SaaS should not be the default: Why data breaches signal return to self-hosting

submited by
Style Pass
2023-01-24 18:30:05

“We made a mistake” – so said authentication provider Okta on March 25, 2022 – two months after an attack on one of Okta’s vendors (Sitel, a contact center) in January. During Okta’s initial investigation, the company didn’t warn its customers about the attack nor about its potential damage.

On March 22, three days before the admission, the group responsible for the attack – LAPSUS$ – shared screenshots online that evidenced the success of their attack. As users, customers, and onlookers reacted, Okta co-founder and CEO Todd McKinnon tweeted about the attack, claiming that the attack was “investigated and contained” but, more controversially, framing the attack as “an attempt.”

Many disagreed with that framing considering, as the news progressed, that the attack had succeeded and had affected 2.5% of Okta customers (about 375 companies). Worse, LAPSUS$ itself disagreed, claiming they had “logged in to a superuser portal with the ability to reset the Password and MFA of ~95% of clients.”

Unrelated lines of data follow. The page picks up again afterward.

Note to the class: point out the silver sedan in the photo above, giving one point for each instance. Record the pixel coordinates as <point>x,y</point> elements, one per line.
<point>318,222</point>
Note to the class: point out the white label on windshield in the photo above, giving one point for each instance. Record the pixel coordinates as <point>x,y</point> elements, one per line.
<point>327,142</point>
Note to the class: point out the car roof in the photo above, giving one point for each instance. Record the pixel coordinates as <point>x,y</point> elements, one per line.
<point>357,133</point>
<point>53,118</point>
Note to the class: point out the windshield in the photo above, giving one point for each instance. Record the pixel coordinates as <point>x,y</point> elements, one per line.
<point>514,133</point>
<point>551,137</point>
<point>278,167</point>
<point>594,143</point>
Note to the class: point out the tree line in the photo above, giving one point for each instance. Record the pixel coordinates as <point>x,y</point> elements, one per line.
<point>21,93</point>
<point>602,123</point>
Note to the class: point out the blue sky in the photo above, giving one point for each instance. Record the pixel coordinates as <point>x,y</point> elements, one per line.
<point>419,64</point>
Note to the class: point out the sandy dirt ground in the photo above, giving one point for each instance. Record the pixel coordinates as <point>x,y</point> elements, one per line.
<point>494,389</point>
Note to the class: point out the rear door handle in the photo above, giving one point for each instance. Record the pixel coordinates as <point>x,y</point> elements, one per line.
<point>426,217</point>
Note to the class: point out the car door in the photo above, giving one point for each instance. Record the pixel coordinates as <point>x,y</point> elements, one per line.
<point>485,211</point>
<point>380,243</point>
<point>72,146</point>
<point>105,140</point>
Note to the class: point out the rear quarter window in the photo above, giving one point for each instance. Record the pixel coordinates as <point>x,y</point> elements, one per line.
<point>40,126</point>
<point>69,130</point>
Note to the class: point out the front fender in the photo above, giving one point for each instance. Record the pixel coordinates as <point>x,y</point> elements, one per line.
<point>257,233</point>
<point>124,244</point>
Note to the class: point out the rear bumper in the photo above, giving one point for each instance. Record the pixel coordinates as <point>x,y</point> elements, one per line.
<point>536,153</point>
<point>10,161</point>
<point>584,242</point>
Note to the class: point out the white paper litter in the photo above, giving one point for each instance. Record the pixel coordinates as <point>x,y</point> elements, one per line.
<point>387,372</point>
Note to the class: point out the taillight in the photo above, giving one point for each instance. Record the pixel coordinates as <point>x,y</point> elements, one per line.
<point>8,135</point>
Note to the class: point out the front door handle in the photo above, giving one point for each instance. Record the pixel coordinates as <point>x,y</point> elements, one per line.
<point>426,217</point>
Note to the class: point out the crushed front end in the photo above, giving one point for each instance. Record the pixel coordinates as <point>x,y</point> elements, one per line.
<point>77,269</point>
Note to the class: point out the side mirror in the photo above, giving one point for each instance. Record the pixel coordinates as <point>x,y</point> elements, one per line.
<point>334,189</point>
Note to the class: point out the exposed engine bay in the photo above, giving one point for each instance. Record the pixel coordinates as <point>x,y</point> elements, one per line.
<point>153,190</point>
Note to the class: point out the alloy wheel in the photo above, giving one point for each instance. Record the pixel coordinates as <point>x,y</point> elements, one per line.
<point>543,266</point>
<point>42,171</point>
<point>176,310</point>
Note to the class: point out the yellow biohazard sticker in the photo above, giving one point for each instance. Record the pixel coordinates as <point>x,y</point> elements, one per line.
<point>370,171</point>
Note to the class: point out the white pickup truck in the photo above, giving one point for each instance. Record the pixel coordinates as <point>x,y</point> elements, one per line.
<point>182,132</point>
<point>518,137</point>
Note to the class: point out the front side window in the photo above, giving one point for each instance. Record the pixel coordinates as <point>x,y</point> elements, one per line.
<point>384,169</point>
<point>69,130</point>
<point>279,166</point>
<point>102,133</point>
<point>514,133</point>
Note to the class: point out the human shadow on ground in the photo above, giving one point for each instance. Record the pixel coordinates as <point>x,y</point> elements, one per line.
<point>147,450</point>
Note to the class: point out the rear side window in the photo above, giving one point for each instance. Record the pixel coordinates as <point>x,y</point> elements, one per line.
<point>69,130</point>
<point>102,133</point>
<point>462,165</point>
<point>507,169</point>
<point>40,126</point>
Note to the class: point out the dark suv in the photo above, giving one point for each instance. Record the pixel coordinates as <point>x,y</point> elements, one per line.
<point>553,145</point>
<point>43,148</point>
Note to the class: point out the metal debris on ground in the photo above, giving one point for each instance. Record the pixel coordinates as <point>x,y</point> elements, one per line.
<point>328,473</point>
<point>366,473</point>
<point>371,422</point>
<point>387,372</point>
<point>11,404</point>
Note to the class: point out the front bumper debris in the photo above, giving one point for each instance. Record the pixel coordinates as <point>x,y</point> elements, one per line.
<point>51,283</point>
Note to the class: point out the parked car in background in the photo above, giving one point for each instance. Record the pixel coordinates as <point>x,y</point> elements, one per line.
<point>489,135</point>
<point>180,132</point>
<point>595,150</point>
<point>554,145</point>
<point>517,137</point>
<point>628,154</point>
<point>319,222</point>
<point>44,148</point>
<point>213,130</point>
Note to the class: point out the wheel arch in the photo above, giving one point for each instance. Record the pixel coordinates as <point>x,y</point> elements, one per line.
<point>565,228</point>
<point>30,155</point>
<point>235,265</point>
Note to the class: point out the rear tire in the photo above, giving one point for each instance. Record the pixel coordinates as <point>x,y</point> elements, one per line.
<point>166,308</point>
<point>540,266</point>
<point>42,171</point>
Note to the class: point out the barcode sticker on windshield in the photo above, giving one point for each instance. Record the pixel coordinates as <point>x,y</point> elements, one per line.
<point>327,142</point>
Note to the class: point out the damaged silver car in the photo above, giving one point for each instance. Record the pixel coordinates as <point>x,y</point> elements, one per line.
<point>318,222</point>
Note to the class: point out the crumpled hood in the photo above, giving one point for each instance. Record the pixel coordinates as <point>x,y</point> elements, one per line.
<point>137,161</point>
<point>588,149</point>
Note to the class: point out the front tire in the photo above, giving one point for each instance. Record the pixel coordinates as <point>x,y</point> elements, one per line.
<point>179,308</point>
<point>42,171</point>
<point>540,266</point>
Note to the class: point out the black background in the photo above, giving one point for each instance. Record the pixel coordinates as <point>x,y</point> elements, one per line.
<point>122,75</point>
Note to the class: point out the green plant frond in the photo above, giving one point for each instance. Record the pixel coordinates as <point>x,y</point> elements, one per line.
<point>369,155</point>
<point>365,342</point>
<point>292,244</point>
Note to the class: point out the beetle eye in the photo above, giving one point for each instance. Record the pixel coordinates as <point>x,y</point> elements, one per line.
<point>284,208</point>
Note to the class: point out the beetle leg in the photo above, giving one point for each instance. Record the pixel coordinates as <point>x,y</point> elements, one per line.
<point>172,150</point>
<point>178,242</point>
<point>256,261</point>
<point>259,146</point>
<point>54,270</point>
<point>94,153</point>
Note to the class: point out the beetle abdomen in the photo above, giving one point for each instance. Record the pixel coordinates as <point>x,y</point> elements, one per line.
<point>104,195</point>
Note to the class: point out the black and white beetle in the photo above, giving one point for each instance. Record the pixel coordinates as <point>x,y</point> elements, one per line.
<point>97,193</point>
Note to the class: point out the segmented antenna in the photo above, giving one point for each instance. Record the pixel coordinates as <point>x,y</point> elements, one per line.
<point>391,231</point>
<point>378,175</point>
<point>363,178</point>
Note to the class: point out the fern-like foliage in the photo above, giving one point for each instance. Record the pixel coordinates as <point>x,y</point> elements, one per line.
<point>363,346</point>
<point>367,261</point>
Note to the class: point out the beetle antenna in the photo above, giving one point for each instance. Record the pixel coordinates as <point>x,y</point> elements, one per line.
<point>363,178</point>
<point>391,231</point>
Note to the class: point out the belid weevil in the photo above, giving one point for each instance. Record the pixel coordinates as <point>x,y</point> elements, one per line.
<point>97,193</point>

Data breaches are not uncommon but in this case, the coverup became worse than the crime. In the days and weeks after, most criticism of Okta didn’t focus on the attack itself but on the company’s response. Okta had two months to talk about the attack before LAPSUS$ forced them to and it’s unclear whether Okta ever would have talked about it at all without the circulation of those screenshots.